Safety is an important component for understanding and growth. When we are young and being comforted with “it’s ok,” we receive cognitive (thoughts) information that we are safe. As we get older, we think we are safe but our feelings are so used to being invalidated that they struggle to even be acknowledged. We feel unsettled. We feel frustrated because there is dissonance between what we think and what we feel. What we think is that everything is ok, but the evidence all around us is that everything is very much not ‘ok.’
If there’s one thing that we know, it’s that we can’t control others, or often, our environment, but we can control ourselves. The subtext here is that we have to simply adapt to a situation we can’t control. We’re frustrated with our surroundings and now we’re frustrated with ourselves because we’re not adapting. All of this creates anxiety.

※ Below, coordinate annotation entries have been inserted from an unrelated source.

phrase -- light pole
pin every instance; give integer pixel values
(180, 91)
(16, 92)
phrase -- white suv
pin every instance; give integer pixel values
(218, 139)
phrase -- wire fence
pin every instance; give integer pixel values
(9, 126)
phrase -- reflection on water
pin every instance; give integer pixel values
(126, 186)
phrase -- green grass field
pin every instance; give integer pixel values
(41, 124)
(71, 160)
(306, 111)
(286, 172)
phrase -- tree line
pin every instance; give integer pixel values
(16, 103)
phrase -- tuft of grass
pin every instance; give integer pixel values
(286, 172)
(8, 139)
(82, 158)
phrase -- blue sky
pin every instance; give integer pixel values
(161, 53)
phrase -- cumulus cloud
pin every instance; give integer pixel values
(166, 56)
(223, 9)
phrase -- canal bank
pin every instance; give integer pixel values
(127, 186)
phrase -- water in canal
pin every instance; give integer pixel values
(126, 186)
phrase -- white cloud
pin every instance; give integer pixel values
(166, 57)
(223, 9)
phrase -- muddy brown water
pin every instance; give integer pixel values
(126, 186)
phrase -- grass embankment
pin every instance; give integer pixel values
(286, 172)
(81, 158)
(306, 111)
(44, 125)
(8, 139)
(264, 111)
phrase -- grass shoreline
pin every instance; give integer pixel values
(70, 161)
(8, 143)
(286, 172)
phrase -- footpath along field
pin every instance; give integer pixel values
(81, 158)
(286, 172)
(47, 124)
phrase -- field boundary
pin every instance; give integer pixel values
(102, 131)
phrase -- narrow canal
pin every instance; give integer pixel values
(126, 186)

The West sees a problem and wants to fix it ASAP. The message from society and the message from our kind parents is make it better now. If we can’t make it better now, then we live with it with the assumption that it isn’t really a problem. We push down our feelings. They change shape in our nervous system and become panic attacks and migraines and back pain and GI problems.
Emotions exist in our body and the tough ones need more than a bandaid.
Why is everything so frustrating? Part of it is that we don’t know any other words for our experience. I like to send my clients an emotion wheel to help boost their emotional vocabulary. I used to think that children know their core emotions and learn the more intricate ones and that adults need to do the opposite. What I’m learning is that most of us with high functioning anxiety/depression are new to all of this.
Another part of this frustration situation is that we don’t have the time to slow down. Sometimes there are no words for emotions. That’s why they’re feelings. They may be beyond words. This concept is even more difficult for us to sit with and acknowledge. This is why many therapeutic interventions are physical.
We learn that we don’t need to sit in discomfort, so when something uncomfortable inevitably happens again and again, we assume there’s something wrong with us, or the world which creates a great deal of anxiety (which is also a catch-all word we’ve collectively adopted). It takes a lot of self-compassion to be able to slow down to the point that we can recognize what we’re feeling. It means acknowledging that we are safe even though we’re not making it better— more than frustrating. Terrifying. And it’s terrifying because we don’t have a secure base that teaches us about this kind of safety— both on a societal level and an individual level.